Dan Zhang,Hannah Kim,Rafael Li Chen,Eser Kandogan,Estevam Hruschka
DOI: https://doi.org/10.48550/arXiv.2301.03095
2023-01-09
Abstract:We present MEGAnno, a novel exploratory annotation framework designed for NLP researchers and practitioners. Unlike existing labeling tools that focus on data labeling only, our framework aims to support a broader, iterative ML workflow including data exploration and model development. With MEGAnno's API, users can programmatically explore the data through sophisticated search and automated suggestion functions and incrementally update task schema as their project evolve. Combined with our widget, the users can interactively sort, filter, and assign labels to multiple items simultaneously in the same notebook where the rest of the NLP project resides. We demonstrate MEGAnno's flexible, exploratory, efficient, and seamless labeling experience through a sentiment analysis use case.
Human-Computer Interaction,Computation and Language
What problem does this paper attempt to address?

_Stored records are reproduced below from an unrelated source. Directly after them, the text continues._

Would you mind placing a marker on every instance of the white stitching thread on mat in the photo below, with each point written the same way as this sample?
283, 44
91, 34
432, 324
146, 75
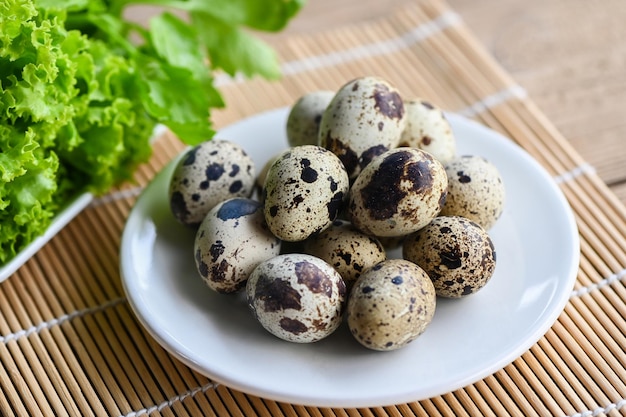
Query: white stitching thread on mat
116, 195
415, 35
172, 401
618, 276
60, 320
592, 413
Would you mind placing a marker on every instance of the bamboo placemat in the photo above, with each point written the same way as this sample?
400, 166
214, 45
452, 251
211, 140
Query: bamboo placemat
70, 344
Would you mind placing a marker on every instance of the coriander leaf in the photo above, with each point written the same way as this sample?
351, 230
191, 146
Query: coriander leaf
175, 98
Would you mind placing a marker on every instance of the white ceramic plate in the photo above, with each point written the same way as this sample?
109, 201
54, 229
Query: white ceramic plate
60, 221
538, 252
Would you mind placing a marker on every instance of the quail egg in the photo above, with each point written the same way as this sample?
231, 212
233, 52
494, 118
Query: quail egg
457, 254
346, 249
428, 129
230, 242
297, 297
364, 119
207, 174
475, 190
305, 188
390, 305
304, 117
398, 193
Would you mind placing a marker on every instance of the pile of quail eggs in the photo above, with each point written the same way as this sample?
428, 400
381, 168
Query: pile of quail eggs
366, 171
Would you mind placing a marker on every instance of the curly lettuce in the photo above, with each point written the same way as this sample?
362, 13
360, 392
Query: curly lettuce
82, 88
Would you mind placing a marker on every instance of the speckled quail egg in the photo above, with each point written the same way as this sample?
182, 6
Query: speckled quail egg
207, 174
428, 129
230, 242
304, 190
457, 254
346, 249
304, 118
297, 297
475, 190
390, 305
398, 193
364, 119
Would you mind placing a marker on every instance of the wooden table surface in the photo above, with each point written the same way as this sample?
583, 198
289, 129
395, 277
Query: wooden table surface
569, 56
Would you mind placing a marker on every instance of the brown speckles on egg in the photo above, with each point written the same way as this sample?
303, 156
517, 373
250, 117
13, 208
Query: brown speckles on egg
348, 250
475, 190
206, 175
305, 189
388, 101
398, 193
304, 117
296, 297
428, 129
456, 253
390, 305
230, 242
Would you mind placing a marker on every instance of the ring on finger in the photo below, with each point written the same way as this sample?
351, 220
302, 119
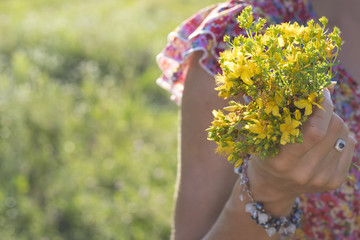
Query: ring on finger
340, 145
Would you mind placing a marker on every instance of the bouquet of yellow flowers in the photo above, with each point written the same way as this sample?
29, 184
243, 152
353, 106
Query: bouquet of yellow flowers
282, 71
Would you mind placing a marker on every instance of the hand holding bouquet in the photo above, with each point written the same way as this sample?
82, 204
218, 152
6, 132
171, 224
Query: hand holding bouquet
282, 70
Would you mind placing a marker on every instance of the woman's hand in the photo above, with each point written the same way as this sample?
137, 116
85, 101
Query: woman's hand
312, 166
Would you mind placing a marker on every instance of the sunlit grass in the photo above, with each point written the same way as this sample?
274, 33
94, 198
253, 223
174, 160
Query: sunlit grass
87, 139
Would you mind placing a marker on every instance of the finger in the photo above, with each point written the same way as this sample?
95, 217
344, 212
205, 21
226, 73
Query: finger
341, 170
315, 128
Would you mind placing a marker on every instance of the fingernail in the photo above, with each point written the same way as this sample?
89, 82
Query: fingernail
332, 86
352, 135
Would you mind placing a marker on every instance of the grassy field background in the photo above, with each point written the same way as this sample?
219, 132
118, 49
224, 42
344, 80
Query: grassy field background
87, 139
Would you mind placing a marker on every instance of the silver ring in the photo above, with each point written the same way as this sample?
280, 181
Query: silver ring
340, 145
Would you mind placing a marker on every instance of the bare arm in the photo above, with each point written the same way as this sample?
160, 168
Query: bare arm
207, 204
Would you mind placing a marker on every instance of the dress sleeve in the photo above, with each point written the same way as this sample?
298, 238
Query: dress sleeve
204, 31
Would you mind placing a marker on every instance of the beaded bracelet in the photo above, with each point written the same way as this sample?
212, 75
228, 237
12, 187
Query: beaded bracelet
283, 225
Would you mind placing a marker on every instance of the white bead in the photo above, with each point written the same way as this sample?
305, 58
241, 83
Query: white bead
270, 231
263, 218
291, 228
249, 207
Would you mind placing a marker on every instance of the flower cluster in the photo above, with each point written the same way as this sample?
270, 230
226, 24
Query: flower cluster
281, 70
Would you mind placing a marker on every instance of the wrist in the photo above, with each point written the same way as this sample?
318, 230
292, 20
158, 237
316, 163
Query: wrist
267, 190
281, 216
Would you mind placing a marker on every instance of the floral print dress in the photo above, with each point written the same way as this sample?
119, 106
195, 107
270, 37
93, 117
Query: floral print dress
329, 215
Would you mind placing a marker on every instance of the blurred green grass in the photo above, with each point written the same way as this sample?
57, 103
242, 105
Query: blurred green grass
87, 139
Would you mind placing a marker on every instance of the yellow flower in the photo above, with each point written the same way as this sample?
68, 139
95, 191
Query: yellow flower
297, 114
271, 107
307, 104
258, 128
245, 76
289, 128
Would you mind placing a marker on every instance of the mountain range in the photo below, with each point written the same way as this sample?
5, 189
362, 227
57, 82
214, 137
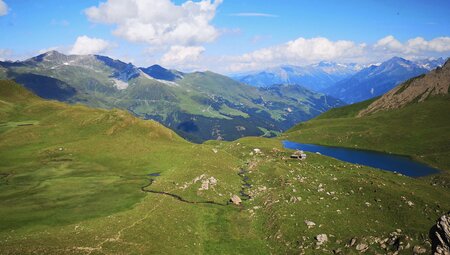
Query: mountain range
315, 77
199, 106
376, 80
348, 82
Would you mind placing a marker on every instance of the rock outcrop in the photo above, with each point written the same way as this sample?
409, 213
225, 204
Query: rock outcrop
417, 89
440, 235
236, 200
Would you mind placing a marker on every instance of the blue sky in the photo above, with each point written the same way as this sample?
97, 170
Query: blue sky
229, 35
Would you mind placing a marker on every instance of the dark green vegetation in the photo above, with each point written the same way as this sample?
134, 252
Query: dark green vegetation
376, 80
198, 106
71, 179
420, 130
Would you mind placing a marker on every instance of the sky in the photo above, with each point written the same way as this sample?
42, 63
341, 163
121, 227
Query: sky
227, 36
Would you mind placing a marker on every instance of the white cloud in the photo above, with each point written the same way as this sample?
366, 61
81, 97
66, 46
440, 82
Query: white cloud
254, 14
185, 56
3, 8
414, 46
299, 52
388, 43
303, 51
158, 22
86, 45
5, 54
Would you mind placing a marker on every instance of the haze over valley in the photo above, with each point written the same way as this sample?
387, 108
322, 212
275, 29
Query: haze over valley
224, 127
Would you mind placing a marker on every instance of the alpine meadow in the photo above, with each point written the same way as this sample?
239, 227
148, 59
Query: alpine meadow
224, 127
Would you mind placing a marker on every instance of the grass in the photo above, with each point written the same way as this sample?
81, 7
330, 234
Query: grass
71, 183
420, 130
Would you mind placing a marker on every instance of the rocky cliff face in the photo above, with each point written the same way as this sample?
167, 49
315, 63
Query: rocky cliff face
417, 89
440, 235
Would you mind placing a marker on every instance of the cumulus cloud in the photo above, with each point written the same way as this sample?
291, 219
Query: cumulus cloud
182, 55
158, 22
416, 45
299, 51
5, 54
3, 8
254, 14
86, 45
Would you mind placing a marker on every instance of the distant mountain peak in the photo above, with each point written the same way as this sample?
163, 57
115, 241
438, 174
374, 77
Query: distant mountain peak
417, 89
161, 73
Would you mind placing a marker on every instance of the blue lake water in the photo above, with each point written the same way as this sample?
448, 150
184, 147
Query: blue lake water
389, 162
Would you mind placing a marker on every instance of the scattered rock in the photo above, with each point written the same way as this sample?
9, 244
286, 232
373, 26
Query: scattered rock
440, 235
309, 223
362, 247
236, 200
352, 242
419, 250
257, 151
321, 239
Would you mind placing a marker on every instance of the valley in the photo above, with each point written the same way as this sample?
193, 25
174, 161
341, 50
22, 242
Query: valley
89, 199
223, 127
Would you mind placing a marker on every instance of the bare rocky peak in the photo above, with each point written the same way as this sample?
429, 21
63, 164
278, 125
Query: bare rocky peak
417, 89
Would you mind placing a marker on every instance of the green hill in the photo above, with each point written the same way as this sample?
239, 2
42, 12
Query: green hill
198, 106
413, 119
77, 180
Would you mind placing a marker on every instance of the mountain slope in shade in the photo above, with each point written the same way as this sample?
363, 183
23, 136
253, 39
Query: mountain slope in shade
314, 77
375, 80
199, 106
417, 89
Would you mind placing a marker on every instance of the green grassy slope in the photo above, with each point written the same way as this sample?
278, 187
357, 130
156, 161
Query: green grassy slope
71, 179
192, 104
420, 130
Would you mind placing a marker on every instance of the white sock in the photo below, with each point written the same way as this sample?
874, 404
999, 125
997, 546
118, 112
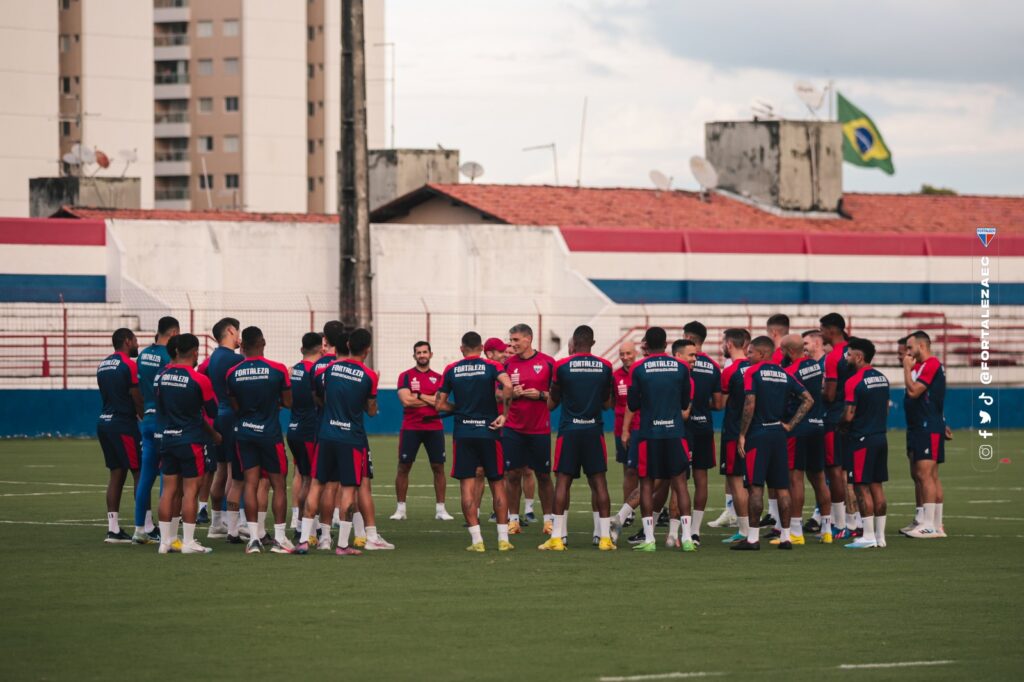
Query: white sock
868, 528
648, 528
307, 529
344, 528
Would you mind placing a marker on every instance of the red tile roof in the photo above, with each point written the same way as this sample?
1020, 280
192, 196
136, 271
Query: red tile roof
650, 209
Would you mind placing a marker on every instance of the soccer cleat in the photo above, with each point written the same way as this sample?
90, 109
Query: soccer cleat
119, 538
726, 518
284, 547
861, 544
378, 544
553, 545
195, 548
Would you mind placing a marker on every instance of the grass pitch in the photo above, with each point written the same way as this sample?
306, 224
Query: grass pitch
76, 608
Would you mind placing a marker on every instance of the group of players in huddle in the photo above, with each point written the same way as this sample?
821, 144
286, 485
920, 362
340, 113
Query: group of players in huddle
795, 406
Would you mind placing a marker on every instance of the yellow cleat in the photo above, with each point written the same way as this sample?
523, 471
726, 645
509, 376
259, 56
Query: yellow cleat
552, 544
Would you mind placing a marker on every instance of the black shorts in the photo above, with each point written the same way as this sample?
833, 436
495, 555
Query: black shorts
701, 449
302, 455
806, 452
267, 455
922, 445
732, 463
468, 454
410, 441
662, 458
121, 450
869, 459
767, 460
585, 449
526, 450
338, 462
185, 460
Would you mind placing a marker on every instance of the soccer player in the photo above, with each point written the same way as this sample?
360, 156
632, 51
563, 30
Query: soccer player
838, 371
582, 384
526, 436
806, 442
117, 427
707, 376
347, 389
223, 357
184, 400
476, 433
151, 360
866, 415
659, 389
258, 388
420, 426
302, 425
734, 344
925, 379
763, 434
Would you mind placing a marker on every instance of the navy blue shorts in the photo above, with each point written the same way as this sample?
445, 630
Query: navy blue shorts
410, 441
701, 449
922, 445
468, 454
869, 459
121, 451
267, 455
662, 458
526, 450
185, 460
302, 455
767, 459
581, 450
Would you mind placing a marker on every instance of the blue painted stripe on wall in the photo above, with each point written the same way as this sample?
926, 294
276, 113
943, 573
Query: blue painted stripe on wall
73, 413
48, 288
880, 293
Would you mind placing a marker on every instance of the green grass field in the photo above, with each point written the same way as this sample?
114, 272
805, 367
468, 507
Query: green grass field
77, 608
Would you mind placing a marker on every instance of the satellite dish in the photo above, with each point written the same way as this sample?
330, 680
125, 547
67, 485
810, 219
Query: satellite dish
472, 170
660, 180
705, 173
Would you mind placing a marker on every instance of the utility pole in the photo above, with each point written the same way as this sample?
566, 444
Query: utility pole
355, 303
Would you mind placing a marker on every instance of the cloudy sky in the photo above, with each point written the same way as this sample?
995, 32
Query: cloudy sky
942, 80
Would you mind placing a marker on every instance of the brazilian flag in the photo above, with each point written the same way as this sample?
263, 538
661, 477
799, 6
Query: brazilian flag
862, 143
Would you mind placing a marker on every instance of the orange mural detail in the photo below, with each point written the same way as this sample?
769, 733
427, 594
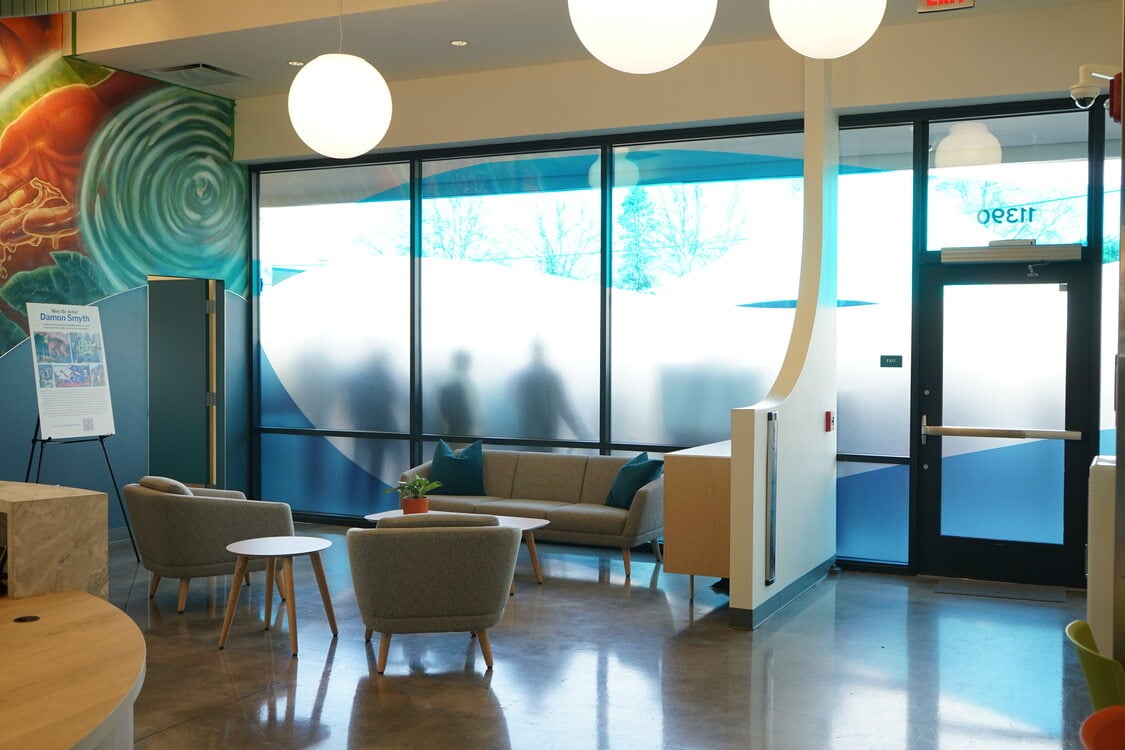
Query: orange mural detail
41, 153
50, 123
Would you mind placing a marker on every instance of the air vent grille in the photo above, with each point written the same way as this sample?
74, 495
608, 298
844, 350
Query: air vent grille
195, 74
10, 8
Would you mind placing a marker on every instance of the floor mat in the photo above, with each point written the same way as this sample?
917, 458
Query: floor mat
1001, 590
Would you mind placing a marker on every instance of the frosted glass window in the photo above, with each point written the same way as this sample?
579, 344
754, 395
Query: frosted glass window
1110, 256
874, 291
1005, 361
334, 476
1037, 192
707, 250
334, 300
511, 297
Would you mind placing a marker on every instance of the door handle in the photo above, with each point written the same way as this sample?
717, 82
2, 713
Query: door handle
952, 431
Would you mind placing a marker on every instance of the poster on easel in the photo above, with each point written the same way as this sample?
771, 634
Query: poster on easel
71, 380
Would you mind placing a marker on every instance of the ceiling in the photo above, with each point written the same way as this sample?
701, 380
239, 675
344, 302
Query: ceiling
412, 42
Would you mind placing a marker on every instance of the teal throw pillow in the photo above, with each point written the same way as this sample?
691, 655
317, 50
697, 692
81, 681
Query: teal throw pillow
631, 477
460, 472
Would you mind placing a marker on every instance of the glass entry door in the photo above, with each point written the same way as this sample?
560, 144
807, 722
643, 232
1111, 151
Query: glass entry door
1005, 426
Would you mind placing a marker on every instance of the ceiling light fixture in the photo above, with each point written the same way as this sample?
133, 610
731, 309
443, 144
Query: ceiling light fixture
968, 144
340, 105
641, 36
826, 29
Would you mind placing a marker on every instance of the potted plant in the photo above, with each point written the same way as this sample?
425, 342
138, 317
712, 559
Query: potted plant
413, 494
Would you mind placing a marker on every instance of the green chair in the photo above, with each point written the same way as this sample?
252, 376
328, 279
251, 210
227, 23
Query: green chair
1105, 677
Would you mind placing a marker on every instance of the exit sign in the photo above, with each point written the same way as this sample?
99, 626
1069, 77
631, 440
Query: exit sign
930, 6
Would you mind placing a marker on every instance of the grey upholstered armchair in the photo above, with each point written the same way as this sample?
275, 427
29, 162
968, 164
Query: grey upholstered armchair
432, 574
182, 532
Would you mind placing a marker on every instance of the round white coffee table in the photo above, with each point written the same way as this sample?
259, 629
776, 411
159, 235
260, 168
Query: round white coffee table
272, 549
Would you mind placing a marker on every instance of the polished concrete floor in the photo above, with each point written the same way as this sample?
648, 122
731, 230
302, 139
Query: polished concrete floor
590, 659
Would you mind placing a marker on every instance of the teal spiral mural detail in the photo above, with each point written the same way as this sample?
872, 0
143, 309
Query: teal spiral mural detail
160, 195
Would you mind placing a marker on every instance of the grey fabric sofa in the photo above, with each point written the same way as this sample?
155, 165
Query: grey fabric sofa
432, 574
182, 532
568, 491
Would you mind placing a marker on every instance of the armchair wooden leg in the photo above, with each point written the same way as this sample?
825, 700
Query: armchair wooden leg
182, 602
384, 649
485, 647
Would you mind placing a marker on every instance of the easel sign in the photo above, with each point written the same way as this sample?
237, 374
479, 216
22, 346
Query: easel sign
71, 380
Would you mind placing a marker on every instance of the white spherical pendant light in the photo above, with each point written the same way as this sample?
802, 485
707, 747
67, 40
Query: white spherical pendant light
641, 36
826, 29
340, 106
968, 144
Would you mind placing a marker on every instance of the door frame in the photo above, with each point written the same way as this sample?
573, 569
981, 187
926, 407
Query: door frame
1020, 561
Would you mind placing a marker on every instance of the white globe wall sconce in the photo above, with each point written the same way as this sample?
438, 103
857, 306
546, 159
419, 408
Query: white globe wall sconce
826, 29
641, 36
968, 144
340, 106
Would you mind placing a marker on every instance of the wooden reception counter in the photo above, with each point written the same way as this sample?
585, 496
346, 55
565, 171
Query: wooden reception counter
696, 511
70, 677
57, 539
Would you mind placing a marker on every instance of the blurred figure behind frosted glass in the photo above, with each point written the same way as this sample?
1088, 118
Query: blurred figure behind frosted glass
541, 403
457, 399
372, 401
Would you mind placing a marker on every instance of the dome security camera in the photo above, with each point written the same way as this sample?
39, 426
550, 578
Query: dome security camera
1085, 95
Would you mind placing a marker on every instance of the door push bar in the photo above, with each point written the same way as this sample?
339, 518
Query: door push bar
997, 432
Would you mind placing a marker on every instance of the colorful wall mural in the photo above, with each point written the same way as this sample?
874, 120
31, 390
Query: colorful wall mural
107, 178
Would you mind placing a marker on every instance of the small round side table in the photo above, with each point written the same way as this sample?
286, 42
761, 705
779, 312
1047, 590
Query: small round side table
272, 549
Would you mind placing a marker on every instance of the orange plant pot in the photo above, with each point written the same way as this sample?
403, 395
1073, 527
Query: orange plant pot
415, 505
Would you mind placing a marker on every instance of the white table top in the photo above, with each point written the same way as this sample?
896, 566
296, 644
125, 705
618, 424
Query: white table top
278, 547
516, 522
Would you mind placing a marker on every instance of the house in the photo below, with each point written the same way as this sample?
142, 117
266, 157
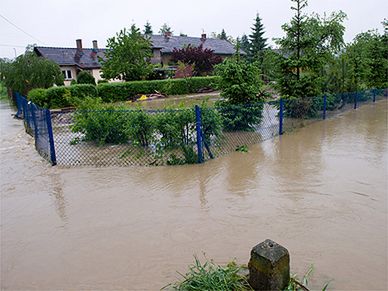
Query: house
74, 60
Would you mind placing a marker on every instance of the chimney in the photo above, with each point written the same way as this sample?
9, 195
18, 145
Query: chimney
79, 44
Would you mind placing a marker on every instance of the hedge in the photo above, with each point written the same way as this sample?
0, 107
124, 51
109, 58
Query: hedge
65, 96
62, 96
112, 92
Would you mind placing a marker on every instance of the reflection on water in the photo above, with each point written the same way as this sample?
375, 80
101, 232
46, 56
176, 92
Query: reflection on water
320, 191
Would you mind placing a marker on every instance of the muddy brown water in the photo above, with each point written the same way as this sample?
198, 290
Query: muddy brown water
321, 191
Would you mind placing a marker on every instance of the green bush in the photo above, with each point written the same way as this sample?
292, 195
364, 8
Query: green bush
39, 97
113, 92
140, 127
242, 117
84, 77
83, 90
103, 124
211, 123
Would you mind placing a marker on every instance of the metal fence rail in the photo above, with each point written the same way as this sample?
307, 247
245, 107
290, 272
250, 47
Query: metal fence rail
135, 137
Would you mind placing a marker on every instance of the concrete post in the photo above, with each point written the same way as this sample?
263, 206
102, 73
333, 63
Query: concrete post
269, 266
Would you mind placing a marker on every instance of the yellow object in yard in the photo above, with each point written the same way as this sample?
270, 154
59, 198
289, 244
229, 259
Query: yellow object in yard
143, 97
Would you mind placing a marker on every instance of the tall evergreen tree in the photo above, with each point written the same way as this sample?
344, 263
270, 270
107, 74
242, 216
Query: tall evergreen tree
148, 29
257, 41
245, 45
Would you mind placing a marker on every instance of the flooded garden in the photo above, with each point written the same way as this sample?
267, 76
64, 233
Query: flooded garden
320, 191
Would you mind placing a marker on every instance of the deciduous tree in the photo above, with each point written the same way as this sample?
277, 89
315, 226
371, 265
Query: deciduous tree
29, 71
127, 56
202, 59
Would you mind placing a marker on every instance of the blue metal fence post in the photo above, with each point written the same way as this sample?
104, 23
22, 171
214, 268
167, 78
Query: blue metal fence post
281, 107
53, 157
198, 121
324, 106
33, 113
355, 100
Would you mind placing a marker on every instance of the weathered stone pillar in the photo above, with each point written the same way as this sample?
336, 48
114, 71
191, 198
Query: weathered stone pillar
269, 266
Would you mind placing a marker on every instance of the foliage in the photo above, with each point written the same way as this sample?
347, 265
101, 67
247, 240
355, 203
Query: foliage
364, 64
61, 96
310, 43
222, 35
165, 29
210, 276
244, 44
140, 127
239, 81
84, 77
148, 29
240, 116
257, 42
127, 56
184, 71
3, 91
201, 59
270, 67
113, 92
29, 71
103, 124
211, 123
241, 108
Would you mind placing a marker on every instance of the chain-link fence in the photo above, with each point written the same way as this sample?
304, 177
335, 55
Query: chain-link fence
37, 122
117, 136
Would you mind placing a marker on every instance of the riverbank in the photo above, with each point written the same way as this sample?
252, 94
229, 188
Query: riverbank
320, 191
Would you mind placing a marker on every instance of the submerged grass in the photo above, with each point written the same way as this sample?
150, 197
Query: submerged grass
212, 277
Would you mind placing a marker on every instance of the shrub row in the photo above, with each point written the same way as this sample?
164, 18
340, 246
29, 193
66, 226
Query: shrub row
113, 92
163, 130
62, 96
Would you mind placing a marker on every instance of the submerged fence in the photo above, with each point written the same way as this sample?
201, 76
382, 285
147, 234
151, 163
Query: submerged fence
37, 122
121, 137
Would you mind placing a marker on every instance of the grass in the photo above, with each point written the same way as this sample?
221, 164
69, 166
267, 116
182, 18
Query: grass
212, 277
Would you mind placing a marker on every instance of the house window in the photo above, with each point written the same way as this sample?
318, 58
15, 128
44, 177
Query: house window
67, 74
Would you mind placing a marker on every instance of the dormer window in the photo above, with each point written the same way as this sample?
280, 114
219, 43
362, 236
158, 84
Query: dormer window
67, 74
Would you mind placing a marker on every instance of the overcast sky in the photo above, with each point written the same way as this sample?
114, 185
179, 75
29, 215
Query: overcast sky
60, 22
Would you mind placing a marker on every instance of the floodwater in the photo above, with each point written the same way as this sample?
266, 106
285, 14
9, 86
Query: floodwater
320, 191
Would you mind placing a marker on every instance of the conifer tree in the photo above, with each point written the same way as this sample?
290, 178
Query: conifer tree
223, 35
245, 45
148, 29
257, 41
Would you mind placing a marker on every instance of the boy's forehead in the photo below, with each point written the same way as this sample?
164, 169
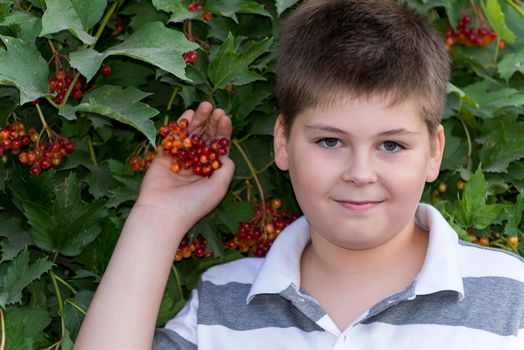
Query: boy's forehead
341, 100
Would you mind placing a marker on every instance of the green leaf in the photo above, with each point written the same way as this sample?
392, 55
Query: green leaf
122, 105
24, 327
231, 66
5, 10
170, 6
16, 238
491, 98
152, 43
511, 63
99, 180
514, 216
234, 212
497, 19
37, 189
90, 12
283, 5
461, 95
96, 256
69, 225
62, 15
18, 275
29, 26
246, 100
23, 67
143, 12
499, 151
471, 210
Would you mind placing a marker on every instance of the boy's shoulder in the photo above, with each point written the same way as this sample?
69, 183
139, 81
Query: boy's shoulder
243, 271
479, 261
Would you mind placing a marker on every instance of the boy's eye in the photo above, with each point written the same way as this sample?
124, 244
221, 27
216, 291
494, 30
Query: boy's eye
391, 146
329, 142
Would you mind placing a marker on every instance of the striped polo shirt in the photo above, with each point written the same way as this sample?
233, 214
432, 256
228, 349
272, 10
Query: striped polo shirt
464, 297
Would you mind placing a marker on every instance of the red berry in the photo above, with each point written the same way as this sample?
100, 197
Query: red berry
35, 169
206, 16
135, 162
190, 57
60, 75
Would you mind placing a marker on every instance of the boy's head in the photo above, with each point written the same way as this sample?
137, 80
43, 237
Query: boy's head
330, 50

The problem that this paper attempts to solve is the limitations of existing data annotation tools in natural language processing (NLP) research and practice. Specifically, these problems include: 1. **The gap between ML tools**: Most existing tools are independently designed and focus on specific steps in the machine - learning process, causing researchers to frequently switch contexts and transfer data in their daily work. 2. **Lack of customization and fine - grained control**: Not all data points are equally important. Users may wish to prioritize certain batches of data (for example, for better category or domain coverage, or to focus on data points that downstream models cannot predict well). Although some active - learning - based tools can provide suggestions for the next batch of data, most tools do not provide customization and fine - grained control in combination with downstream models. 3. **Lack of support for project evolution**: Current annotation tools usually assume that data collection tasks are clearly defined and immutable, ignoring that annotation projects can evolve during the exploration process and making it difficult to apply these changes. To solve these problems, the authors propose **MEGAnno**, a flexible, exploratory, efficient, and seamless data annotation framework designed to support the iterative work - flow of NLP researchers and practitioners throughout the machine - learning life cycle. The main features of MEGAnno include: - **Seamless integration**: It supports data pre - processing, annotation, analysis, model development, and evaluation in the same Jupyter Notebook. - **Customizable interface**: Through rich heuristic searches, automatic suggestions, and active - learning - based suggestions for the next batch of data, it helps users guide the project in the desired direction. - **Support for project evolution**: It is designed with a flexible task mode and provides a built - in analysis dashboard to assist decision - making. Through these features, MEGAnno aims to bridge the gap between existing tools, provide a more flexible and efficient annotation experience, and support the continuous evolution of projects.